Feb 3, 2012 is when I went for that mammogram that changed my and my loved ones lives. After more pictures, ultra sound and biopsy, it was confirmed. On Feb 21, 2012, I heard the words "you have cancer", I was 44 years old. I wasn't too traumatized by those words as I had already prepared myself for the worst. Having the love and support from my wonderful husband has been a blessing. This whole journey has been 'we' not 'I', 'we have cancer", 'we have a doctors appointment'. He's taken such good care of me. I appreciate him so much.
On 2/28/12 I went in for a lumpectomy and lymph nodes. Invasive ductal carsinoma, stage 1, grade 2, triple positive and lymph nodes negitive. What I wasn't prepared for was that my margins weren't clear. I would need more surgery.
On 3/28/12 I had a bilateral mastectomy with reconstruction using expanders. I have to say, in such a horrible situation, waking up in a pretty purple ruffled binder with my expanders filled a little made me feel good. I wasn't so ugly and disfigured after all. I would need to follow up with chemo and tomoxifin. Ok I thought, not a big deal. I am strong and fit. My hair doesn't define me. Bring it on.
On 4/18/12 I started my six rounds of TCH, (taxatore, carboplatin & herceptin) three weeks apart with an additional weekly treatment of herceptin for a year. I never dreamed chemo would kick my butt but it sure did. I was weak, achy and so tired. On top of having cancer and all that comes with it, I was unable to return to work by the end of my FMLA, so I also lost my job. Nothing like being kicked while your down. I do try to always keep a positive attitude, I believe everything happens for a reason, I trust that 'it'll all work out', and I never feel sorry for myself - there's always someone who has it worse than me. The scars don't bother me. I look at them as tattoos that say 'fight with all you have'. That is exactly what I'm doing.
I have finished those six rounds of chemo. I'm getting stronger every day and my hair is growing back. I have had surgery to exchange my expanders for my implants. My boobs feel and look great! I have started taking the tomoxifen. I am now doing a triple dose of herceptin every three weeks - the side effects aren't any worse than the weekly treatment.

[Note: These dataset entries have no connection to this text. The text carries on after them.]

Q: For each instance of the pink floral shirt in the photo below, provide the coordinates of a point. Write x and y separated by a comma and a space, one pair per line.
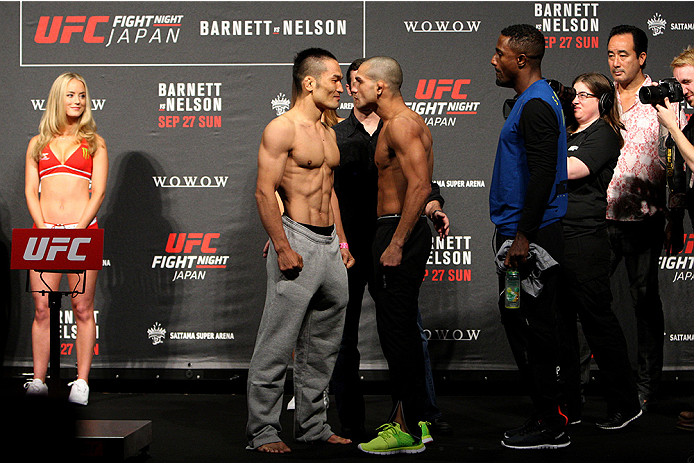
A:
637, 189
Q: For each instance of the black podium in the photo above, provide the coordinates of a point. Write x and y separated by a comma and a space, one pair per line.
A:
57, 250
75, 251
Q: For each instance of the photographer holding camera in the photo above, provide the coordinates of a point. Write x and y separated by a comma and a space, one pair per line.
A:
636, 203
672, 118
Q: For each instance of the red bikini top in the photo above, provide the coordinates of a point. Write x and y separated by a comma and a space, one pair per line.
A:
78, 164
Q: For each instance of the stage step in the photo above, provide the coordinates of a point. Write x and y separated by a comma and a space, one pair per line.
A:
112, 440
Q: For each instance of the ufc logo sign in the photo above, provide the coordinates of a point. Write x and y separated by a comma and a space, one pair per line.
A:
436, 88
71, 25
57, 249
186, 242
48, 248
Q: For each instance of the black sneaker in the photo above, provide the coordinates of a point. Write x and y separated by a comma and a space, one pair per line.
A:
538, 436
648, 403
439, 426
514, 431
618, 420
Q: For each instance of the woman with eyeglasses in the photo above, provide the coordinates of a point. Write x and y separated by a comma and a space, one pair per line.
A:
594, 142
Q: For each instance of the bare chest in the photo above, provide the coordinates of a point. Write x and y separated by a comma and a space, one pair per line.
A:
315, 148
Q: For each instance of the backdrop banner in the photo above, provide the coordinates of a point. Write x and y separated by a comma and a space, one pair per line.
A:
182, 91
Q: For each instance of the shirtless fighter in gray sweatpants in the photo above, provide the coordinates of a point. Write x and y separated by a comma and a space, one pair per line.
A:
307, 262
306, 313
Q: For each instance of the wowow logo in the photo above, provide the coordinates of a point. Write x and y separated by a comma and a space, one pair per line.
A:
40, 105
442, 26
444, 98
191, 255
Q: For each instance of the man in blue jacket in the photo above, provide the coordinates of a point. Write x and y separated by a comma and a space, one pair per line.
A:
527, 200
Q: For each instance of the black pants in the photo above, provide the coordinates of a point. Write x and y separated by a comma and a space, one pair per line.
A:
346, 383
639, 244
586, 295
396, 293
532, 331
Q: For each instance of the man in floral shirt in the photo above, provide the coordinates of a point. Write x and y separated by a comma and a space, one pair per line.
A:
636, 203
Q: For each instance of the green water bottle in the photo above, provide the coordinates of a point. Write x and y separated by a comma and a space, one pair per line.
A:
512, 292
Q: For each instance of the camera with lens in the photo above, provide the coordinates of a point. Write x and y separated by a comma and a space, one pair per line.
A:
666, 88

On 12/7/12, I had my surgery for my nipples and areola skin grafting, as well as revisions to my breasts. This surgery set me back a bit as it was a more involved procedure. Cutting from my 'bikini line' the skin to use for the areola and nipple. Also lypo in my stomach and arm pit area. The fat was then deposited to my breasts for better form and appearance. I had to have my right pocket cut and sewn tighter, so I have an extra scar on that side. I have to say, lypo sucks! Pun intended, LOL. I was so sore from it! The up side, I got a little tummy tuck and great boobs.

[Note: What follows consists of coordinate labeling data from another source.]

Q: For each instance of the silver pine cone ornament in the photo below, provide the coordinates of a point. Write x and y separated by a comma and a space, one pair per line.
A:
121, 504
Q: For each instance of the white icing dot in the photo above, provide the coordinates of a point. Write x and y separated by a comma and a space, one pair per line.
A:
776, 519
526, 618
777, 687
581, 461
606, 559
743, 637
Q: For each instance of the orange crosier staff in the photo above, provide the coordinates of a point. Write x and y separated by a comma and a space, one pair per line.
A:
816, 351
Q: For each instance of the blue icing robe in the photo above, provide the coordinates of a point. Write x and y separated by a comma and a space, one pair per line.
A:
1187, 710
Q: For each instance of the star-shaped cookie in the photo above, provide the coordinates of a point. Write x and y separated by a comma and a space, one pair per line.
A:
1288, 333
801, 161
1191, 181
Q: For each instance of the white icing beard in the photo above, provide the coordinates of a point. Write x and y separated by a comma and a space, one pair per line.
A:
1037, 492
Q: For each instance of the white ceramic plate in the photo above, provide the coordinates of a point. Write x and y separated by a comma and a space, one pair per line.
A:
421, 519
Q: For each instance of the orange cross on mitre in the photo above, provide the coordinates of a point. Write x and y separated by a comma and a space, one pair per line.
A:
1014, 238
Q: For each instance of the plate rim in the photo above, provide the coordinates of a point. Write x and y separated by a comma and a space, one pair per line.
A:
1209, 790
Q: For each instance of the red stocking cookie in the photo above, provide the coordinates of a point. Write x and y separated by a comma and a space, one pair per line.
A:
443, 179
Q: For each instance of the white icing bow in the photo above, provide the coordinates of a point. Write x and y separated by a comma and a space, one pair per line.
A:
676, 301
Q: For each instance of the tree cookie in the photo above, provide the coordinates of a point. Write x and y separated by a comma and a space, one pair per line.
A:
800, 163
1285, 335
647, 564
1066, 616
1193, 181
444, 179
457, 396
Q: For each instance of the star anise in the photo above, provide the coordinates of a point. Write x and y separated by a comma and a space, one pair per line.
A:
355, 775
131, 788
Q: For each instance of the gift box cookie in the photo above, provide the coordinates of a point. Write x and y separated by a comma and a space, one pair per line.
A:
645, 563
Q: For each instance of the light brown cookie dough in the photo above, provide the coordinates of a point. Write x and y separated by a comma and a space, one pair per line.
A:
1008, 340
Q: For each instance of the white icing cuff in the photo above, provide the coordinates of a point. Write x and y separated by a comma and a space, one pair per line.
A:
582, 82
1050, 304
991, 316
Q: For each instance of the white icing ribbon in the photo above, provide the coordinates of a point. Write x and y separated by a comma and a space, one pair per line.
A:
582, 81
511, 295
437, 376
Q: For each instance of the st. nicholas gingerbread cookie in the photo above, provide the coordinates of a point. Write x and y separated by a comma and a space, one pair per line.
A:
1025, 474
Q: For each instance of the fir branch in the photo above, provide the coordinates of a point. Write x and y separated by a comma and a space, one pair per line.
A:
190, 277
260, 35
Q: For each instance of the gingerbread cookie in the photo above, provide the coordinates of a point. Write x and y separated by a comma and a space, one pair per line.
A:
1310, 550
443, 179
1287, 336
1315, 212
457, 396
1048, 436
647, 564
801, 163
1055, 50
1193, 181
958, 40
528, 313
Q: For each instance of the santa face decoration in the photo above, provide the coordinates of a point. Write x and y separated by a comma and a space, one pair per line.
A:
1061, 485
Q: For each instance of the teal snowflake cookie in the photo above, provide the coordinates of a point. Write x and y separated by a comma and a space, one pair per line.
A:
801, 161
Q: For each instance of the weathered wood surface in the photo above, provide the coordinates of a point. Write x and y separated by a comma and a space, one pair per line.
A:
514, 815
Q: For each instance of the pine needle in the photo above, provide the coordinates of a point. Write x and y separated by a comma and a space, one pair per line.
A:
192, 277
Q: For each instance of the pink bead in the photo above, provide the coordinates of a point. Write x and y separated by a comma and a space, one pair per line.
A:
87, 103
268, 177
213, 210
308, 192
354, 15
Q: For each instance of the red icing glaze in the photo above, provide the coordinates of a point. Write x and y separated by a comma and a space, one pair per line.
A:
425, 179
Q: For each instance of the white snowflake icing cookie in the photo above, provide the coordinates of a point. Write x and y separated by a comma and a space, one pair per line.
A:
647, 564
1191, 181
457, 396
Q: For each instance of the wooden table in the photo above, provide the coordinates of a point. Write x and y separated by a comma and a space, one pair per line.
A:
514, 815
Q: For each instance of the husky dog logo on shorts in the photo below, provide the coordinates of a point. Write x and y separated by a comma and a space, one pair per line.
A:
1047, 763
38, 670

Feb of 2013, I had my first of three sessions of tattooing added for color. I am now finished, and I am amazed at how real my boobs look.

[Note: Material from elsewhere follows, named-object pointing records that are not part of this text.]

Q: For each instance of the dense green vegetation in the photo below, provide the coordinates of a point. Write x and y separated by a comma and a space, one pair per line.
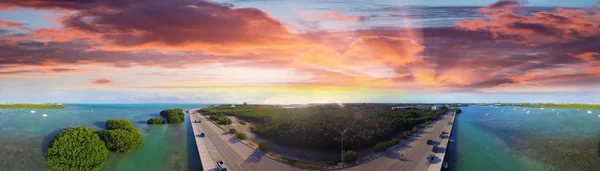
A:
221, 119
457, 110
121, 140
121, 136
32, 106
406, 134
349, 155
173, 115
113, 124
321, 126
382, 146
241, 135
155, 121
77, 148
566, 106
263, 146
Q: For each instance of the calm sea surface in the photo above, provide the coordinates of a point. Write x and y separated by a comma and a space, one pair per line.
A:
509, 140
515, 140
24, 136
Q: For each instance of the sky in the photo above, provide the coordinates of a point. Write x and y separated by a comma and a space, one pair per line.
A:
288, 51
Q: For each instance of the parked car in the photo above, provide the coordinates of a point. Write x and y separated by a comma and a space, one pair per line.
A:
221, 166
430, 158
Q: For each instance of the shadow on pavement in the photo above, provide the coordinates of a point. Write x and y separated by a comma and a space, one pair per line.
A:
436, 160
255, 157
440, 150
233, 140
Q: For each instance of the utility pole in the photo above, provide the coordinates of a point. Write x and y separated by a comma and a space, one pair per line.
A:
343, 147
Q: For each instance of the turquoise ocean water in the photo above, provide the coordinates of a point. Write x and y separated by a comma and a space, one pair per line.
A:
515, 140
24, 136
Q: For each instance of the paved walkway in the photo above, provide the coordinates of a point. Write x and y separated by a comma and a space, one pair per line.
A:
410, 155
203, 150
439, 157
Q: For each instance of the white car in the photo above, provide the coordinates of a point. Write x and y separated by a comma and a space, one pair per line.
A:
221, 166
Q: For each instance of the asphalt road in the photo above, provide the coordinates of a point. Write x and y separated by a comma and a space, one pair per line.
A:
239, 157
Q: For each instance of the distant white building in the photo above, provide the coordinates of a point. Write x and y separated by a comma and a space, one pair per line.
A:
436, 107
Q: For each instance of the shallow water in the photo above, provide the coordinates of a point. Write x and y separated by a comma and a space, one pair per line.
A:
515, 140
25, 135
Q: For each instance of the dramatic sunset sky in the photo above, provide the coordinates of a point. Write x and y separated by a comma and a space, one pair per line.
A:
299, 51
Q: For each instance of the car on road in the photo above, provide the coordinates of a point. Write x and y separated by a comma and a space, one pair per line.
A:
221, 166
430, 158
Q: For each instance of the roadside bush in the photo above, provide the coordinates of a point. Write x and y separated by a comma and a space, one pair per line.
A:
77, 148
415, 129
264, 146
349, 155
120, 140
120, 124
155, 121
241, 135
406, 134
173, 115
382, 146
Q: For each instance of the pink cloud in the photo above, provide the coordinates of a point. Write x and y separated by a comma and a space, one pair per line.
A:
102, 81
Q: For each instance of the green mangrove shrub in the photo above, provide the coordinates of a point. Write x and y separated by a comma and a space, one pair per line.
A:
79, 148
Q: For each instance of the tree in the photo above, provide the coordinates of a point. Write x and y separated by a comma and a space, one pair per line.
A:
120, 124
120, 140
263, 146
241, 135
173, 115
349, 155
155, 121
77, 148
457, 110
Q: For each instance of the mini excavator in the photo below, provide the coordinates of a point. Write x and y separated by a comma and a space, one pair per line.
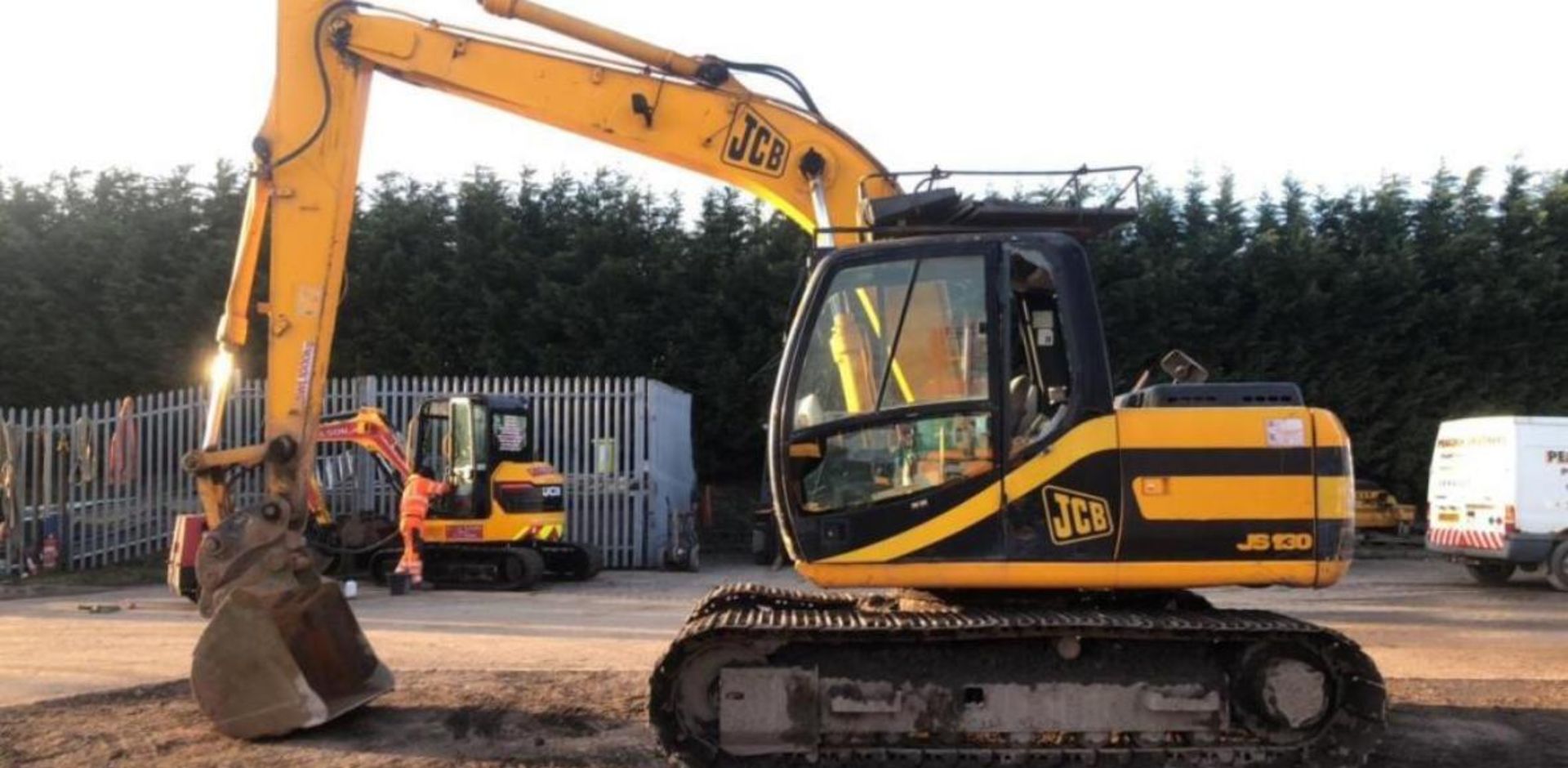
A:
942, 428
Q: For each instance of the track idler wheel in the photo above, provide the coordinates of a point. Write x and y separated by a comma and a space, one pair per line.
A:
521, 569
283, 650
1285, 691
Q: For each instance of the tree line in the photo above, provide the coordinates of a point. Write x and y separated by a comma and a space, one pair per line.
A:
1396, 306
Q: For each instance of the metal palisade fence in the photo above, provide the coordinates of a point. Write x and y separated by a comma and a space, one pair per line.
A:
99, 483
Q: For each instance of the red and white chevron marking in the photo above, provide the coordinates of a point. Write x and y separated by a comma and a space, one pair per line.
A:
1455, 538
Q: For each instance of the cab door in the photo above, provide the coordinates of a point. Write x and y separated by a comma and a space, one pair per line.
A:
886, 413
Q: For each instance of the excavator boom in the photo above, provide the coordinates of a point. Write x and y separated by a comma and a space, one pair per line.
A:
283, 650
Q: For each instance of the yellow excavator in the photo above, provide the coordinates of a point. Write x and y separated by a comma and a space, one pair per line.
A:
942, 425
502, 525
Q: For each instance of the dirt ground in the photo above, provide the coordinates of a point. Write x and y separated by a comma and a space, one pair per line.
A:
557, 677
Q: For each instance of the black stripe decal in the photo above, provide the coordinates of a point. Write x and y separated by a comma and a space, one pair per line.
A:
1332, 462
1233, 461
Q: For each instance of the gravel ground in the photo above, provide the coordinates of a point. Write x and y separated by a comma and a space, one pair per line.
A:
557, 677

I thought for sure that I would be strong enough come the new year to find a new job. I was wrong again. My body hurts. Every joint and muscle aches. Back in Sept of 2012, my husband hugged me too hard and broke my rib. Bless his heart, he still feels so bad. Needless to say, I had a bone density test done and I now have osteoporosis, every where, but my right hip and thigh. Only osteopenia there, whoo hoo!
I finished the last of my herceptin treatments as of April 2013. I still have aches and pains and a real bad case of chemo brain. I make the best out each new day. I am still not out in the working world. I don't have the physical or mental health. Gosh I never thought I would be this effected by cancer and all that goes along with it. I was a strong fit person, but it is what it is, and it will all work out and be ok.
I thank God every day for my husband, who has taken a second job to keep us floating. Again, without him, I don't know what I would do. I wouldn't have made it this far, I know that. I also have to tell you how blessed I am in the since that he truly still thinks I'm the most beautiful, sexy women. Tho I don't have 'real' boobs, he still touches them in the same way he always has. Yes I don't have feeling, but I don't need it. The way he touches me with such wanting & love is all I need. We had only been married 7 months when I was diagnosed & so many people were afraid he would leave me. They are the ones who aren't around anymore. We are more in love with each other now than we were then.
So, even with having cancer, I'm happier than I have ever been. I'm a better person because of it. I have learned to stop and smell the roses, so to speak, as the rest of world rushes by not even seeing them. I am grateful to be alive. I do my best to 'pay it forward' however I can. Be it listening to someone, sharing a tip, or just letting them know I understand and am here for them.
Life is great, don't ever take it for granted.